Navatar has launched an AI-powered CRM operating model on Salesforce, aimed at alternative asset management.
At the center is what Navatar calls a single AI Deal Engine, which is designed to run continuously across the entire investment lifecycle, from sourcing to fundraising, without relying on constant manual data entry. The firm is targeting private equity, private credit, real assets, infrastructure, real estate, and secondaries managers.
Alternative asset managers have spent years customizing their CRM systems to track relationships, deals and investors, only to find themselves still buried in spreadsheets, emails and manual updates. Navatar anticipates that the next evolution of CRM in private markets looks less like a database and more like an operating model.
How AI-Powered CRM Operating Models Can Reshape Dealmaking
CRM has long been positioned as the system of record for client and deal data. But across financial services, and private markets especially, that promise has been hard to realize. Data is fragmented across teams, strategies, and tools, and CRM adoption often drops once deal activity heats up.
Recent research from McKinsey shows that managers in private markets firms still
“work within siloed data environments with no comprehensive, fit-for-purpose, front-to-back platform, making it difficult to integrate diverse data sources.”
Getting the most value out of AI will require coherent, end-to-end operating models instead of patchworks of individual tools, the report added.
Navatar’s approach aligns with a broader shift underway in CRM, as businesses move from static record-keeping to systems that actively deliver insights and next steps.
Recent research from McKinsey & Company notes that many private markets firms are still “working within siloed data and operating environments,” and argues that AI only delivers real value when it’s embedded in coherent, end-to-end operating models rather than bolted onto individual tools.

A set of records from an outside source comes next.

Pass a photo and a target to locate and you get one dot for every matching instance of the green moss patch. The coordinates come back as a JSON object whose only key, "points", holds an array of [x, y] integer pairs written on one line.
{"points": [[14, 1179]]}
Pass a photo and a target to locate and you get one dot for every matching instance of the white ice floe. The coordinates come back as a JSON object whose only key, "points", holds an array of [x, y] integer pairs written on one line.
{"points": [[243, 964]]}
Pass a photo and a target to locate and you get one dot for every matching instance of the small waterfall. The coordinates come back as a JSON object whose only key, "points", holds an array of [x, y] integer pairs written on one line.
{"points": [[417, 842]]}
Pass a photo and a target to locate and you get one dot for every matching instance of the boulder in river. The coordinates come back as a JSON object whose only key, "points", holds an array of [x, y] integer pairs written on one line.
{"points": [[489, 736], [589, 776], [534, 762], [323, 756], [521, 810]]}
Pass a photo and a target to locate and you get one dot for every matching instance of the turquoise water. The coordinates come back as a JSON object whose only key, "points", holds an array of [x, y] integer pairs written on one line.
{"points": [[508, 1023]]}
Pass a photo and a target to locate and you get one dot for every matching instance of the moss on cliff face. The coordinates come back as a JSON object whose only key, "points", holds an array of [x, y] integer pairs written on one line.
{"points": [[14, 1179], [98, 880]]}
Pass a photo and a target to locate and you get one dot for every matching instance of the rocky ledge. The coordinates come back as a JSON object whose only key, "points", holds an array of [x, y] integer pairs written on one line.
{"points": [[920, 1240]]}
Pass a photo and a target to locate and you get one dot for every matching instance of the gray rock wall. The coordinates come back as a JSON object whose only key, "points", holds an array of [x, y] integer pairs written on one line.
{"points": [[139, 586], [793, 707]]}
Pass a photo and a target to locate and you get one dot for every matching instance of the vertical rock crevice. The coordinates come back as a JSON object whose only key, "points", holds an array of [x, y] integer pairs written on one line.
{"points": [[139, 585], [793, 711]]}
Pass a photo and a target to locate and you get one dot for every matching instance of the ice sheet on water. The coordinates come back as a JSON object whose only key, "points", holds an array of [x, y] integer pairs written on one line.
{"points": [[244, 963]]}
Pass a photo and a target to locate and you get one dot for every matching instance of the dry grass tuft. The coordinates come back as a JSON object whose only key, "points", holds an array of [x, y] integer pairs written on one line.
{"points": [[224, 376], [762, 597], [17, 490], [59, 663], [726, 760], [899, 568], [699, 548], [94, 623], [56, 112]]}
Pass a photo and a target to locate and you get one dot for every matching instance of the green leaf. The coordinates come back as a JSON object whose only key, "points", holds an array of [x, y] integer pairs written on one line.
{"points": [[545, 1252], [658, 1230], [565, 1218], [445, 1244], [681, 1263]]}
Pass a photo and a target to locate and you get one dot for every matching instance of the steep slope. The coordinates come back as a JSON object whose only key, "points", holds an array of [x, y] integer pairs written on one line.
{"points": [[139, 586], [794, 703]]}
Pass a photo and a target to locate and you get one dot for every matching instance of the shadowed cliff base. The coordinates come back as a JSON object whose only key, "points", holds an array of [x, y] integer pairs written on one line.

AI Deal Engine is designed to capture intelligence as it’s created, whether in meetings, emails, deal reviews, or portfolio discussions. It maintains institutional context and aims to advance work automatically across sourcing, diligence, execution, portfolio management, and investor engagement, without relying on manual CRM updates or spreadsheets.
Unlike generic AI assistants, the model is built around the specific realities of alternative asset strategies:
Private equity and growth equity teams get earlier visibility into relevant opportunities, with AI linking new situations to investment theses and past deals.
Private credit teams can unify borrower, sponsor, intermediary, and market data, while AI benchmarks structures and flags emerging risks.